Created attachment 1555400 [details] dib.log Description of problem: ================ One of OSP15 main RFEs (bug 1623857) is to have an Octavia Amphora image, that is based on RHEL8. For that, we proposed the following changes to: Octavia: https://review.openstack.org/#/c/600381/ Diskimage-builder: https://review.openstack.org/#/c/600890/ During development we test two main flows: 1. Minimal image - tested in collaboration RelDel. 2. Using an existing RHEL cloud image that gets placed on the file system (similar to what we do in Octavia upstream CI for CentOS7 testing). The issue them I'm noticing is with the latter. Version-Release number of selected component (if applicable): ========================================== OSP15 How reproducible: ============= Always Steps to Reproduce: ============== 1. Fedora28 machine (meaning using Python3) 2. RHEL8 cloud image with rhos-release and OSP15 repositories. 3. export DIB_LOCAL_IMAGE=/path/to/rhel-guest-image-8.0-1854.x86_64.qcow2 Actual results: ==== INFO diskimage_builder.block_device.blockdevice [-] State already cleaned - no way to do anything here It looks like it is coming from: https://github.com/openstack/diskimage-builder/blob/36b4bc87f940efff8eae9925f7864d776758fa5f/diskimage_builder/block_device/blockdevice.py#L427-L435 See attached log
Correction to comment 0, the current patches are: Octavia: https://review.openstack.org/#/c/638581/ Diskimage-builder: https://review.openstack.org/#/c/643731/
Enable tracing for diskimage-builder with option -x on the diskimage-create.sh script.

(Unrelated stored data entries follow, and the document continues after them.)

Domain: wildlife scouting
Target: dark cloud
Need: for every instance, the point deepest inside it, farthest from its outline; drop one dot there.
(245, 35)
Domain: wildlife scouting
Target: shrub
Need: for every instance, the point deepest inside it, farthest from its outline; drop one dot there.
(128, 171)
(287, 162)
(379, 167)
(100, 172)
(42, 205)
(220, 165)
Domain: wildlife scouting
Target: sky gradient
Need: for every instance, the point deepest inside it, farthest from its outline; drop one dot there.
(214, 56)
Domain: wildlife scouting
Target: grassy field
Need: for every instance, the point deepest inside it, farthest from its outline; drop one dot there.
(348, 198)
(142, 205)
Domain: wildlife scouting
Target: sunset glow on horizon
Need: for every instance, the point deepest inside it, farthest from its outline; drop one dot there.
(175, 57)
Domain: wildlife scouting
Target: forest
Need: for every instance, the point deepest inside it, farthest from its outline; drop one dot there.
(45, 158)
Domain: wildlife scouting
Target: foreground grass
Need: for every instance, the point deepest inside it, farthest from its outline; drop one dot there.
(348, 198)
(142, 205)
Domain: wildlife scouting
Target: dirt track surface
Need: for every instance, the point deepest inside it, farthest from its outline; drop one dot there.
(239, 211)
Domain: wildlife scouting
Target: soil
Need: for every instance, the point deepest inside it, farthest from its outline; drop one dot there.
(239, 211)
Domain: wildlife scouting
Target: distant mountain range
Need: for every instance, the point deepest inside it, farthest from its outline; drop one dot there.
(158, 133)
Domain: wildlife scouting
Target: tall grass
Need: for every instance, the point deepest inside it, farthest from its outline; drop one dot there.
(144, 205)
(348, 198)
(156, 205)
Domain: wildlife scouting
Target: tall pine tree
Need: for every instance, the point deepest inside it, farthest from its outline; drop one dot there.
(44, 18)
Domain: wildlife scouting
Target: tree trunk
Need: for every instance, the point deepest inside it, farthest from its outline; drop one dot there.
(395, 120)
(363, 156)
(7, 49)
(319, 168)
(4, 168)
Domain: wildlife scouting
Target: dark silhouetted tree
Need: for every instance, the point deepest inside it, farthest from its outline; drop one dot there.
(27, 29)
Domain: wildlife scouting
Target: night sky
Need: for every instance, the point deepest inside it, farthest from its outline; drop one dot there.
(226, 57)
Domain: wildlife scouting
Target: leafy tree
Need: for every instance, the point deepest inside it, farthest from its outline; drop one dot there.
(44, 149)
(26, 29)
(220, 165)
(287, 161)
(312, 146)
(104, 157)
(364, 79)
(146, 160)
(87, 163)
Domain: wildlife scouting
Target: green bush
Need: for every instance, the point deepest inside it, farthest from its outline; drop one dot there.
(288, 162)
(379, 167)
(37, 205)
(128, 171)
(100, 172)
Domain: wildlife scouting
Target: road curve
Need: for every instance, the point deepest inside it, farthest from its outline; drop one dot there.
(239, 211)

Created attachment 1555454 [details] dib-tracking.log (In reply to Carlos Goncalves from comment #3) > Enable tracing for diskimage-builder with option -x on the > diskimage-create.sh script. Done: 2019-04-16 10:15:37.095 | + diskimage_builder/lib/common-functions:cleanup_image_dir:228 : timeout 120 sh -c 'while ! sudo umount -f /tmp/dib_image.tYZYGdD1; do sleep 1; done' 2019-04-16 10:15:37.122 | + diskimage_builder/lib/common-functions:cleanup_image_dir:233 : rm -rf --one-file-system /tmp/dib_image.tYZYGdD1 2019-04-16 10:15:37.125 | + diskimage_builder/lib/img-functions:trap_cleanup:38 : exit 1
Scroll up. 2019-04-16 10:15:35.108 | ++ command -v python3 2019-04-16 10:15:35.109 | + python_path= 2019-04-16 10:15:35.113 | ++ diskimage_builder/lib/img-functions:run_in_target:59 : check_break after-error run_in_target bash
(In reply to Carlos Goncalves from comment #5) > Scroll up. > > 2019-04-16 10:15:35.108 | ++ command -v python3 > 2019-04-16 10:15:35.109 | + python_path= > 2019-04-16 10:15:35.113 | ++ > diskimage_builder/lib/img-functions:run_in_target:59 > : check_break after-error run_in_target bash Right, so the ultimate problem here I think is that python3 (the user package) is not installed. The system python3 version is. Note this is handled in the yum-minimal path at [1] but not in this version that is using the upstream cloud image. It's tricky, we need to get it installed very early as we're essentially depending on it. I'm uploading the qcow2 to my build environment to some more testing; it's taking a while but will see what can come up with. [1] https://review.openstack.org/#/c/643731/17/diskimage_builder/elements/yum-minimal/root.d/08-yum-chroot
I believe the changes in https://review.opendev.org/#/c/653646/ are sufficient to get things basically working The problem is that it creates an image with no package repositories at all. Now that rhel8 is released, it seems like https://opendev.org/openstack/diskimage-builder/src/branch/master/diskimage_builder/elements/rhel-common can be updated so that it can actually subscribe the system to the right bits and pieces. I can't say I have any experience in this, but this is what I think is needed ontop of 653646
These lines in "rhel-common/pre-install.d/00-rhel-registration" cause the build process to fail on RHEL8 when using satellite as the registration source. repos="repos --enable rhel-7-server-rpms" satellite_repo="rhel-7-server-rh-common-rpms" I further patched on top of https://review.opendev.org/#/c/653646/ by adding if [ "${DIB_RELEASE:-7}" == "7" ]; then repos="repos --enable rhel-7-server-rpms" satellite_repo="rhel-7-server-rh-common-rpms" elif [ "${DIB_RELEASE}" == "8" ]; then repos="repos --enable rhel-8-for-x86_64-appstream-rpms --enable rhel-8-for-x86_64-baseos-rpms" satellite_repo="satellite-tools-6.5-for-rhel-8-x86_64-rpms" fi I am also using the os-collect-config element. I had to add to this file tripleo-image-elements/os-collect-config/pkg-map, in the family section "redhat": { "python-dev": "python2-devel", "python3-dev": "python3-devel" }
Tested this again, against a rhel8 cloud image: rhel-guest-image-8.0-1854.x86_64.qcow2 Currently what I get is a failure to boot with: "Failed to mount /sysroot." log: http://paste.openstack.org/show/751983/ Ian, could you please take a look? I'll follow up on the next comment and paste the diskimage-builder image building log.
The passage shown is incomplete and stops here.